2. [オプション] をクリックします。
3. [リボンのユーザー設定] をクリックします。
4. [リボンのユーザー設定] の [メインタブ]の下の一覧で [開発] チェック ボックスをオンにし、[OK] をクリックします。
2. [オプション] をクリックします。
3. [リボンのユーザー設定] をクリックします。
4. [リボンのユーザー設定] の [メインタブ]の下の一覧で [開発] チェック ボックスをオンにし、[OK] をクリックします。
「開発」タブ内の「コントロール」グループにある[デザインモード]ボタンをクリックし、[デザインモード]にします。
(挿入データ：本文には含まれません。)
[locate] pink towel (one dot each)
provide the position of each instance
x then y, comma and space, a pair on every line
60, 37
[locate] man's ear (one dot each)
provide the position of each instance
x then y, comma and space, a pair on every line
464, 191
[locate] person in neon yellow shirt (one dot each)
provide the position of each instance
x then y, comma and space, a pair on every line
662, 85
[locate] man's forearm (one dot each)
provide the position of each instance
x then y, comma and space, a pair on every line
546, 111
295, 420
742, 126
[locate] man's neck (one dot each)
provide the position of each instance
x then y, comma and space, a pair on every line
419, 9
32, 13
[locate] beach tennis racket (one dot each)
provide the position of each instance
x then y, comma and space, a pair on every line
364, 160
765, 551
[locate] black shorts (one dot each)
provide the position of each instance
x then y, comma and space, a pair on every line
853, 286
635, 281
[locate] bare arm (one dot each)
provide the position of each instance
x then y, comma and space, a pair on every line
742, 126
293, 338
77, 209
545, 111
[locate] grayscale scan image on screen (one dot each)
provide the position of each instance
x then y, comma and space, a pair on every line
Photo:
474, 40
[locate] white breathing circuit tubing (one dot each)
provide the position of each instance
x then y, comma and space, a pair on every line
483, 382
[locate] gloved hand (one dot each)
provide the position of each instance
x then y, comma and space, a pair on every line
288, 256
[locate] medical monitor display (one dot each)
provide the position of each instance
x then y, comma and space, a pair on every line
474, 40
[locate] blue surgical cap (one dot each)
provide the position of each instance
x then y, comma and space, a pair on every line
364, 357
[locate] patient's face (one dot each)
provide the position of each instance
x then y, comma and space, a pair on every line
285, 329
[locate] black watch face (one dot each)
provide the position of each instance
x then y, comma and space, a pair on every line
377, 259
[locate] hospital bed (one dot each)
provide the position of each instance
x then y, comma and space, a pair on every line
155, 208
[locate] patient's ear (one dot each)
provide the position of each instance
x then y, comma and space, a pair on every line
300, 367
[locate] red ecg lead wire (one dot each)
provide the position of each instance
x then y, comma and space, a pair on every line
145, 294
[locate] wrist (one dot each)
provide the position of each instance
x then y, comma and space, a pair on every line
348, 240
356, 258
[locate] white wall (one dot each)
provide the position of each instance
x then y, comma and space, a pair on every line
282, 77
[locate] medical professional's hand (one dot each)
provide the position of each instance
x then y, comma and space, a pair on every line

「コントロール」グループの中に、「以前のバージョンのツール」というアイコンがあるので、そのアイコンの▼をクリックします。出てくるメニュー中の「ActiveXコントロール」の中で、「コマンドボタン(ActiveXコントロール)」のアイコンを探します。その「コマンドボタン」アイコンをクリックします。すると、文書中に、コマンドボタンが配置されます。
4 文書上のボタンに、マクロを登録
上記3の、文書上に配したコマンドボタンを右クリックし、出てくるメニューの中で「コードの表示」を選びます。すると、VBエディターが開き、
Private Sub CommandButton1_Click()
End Sub
というコードが、そこに書かれています。この2行の行間に、VBAコードを書きます。
ここでは、ボタンのクリックで、上記1で作成したUserForm1を表示させるコードを書くことにします。
コードは、
Private Sub CommandButton1_Click()
UserForm1.Show
End Sub
です。
5 マクロの実行
上記4の作業を終えると、文書上のボタンのクリックでユーザフォームが現れるようになります。出てきたユーザフォーム上のコマンドボタンをクリックで、自分が作成したマクロが実行できるようになります。
例えば、ユーザフォーム上のコマンドボタンをクリックで、
Documents.Add Template:="D:¥FAX送信書テンプレ.dotx"
としておくといいでしょう。
こうすることで、「FAX送信書テンプレ」という名前のテンプレートを土台にして、新たな文書が作成されます。
マクロを格納した文書(HogeHoge.docm)にはボタンが配置されてるから、その文書に、文章を書き込んでFAX送信書を作成、保存すると、ボタンまで一緒に保存されてしまいます。これでは、ボタンが邪魔になってしまいます。
そこで、ボタンの存在しない新たな文書を作成するために、上記のように、
Documents.Add
とするのです。「Documents.Add」は、新規文書作成のコードです。
上記新規文書には、ユーザフォーム上のテキストボックスのデータが、マクロ実行で自動転記され、自動的に完成文書に仕上がるようにしておきます(*)。
お~っ、楽チンですね。
(*)この解説は、過去記事(2018年11月11日の記事)をご覧ください。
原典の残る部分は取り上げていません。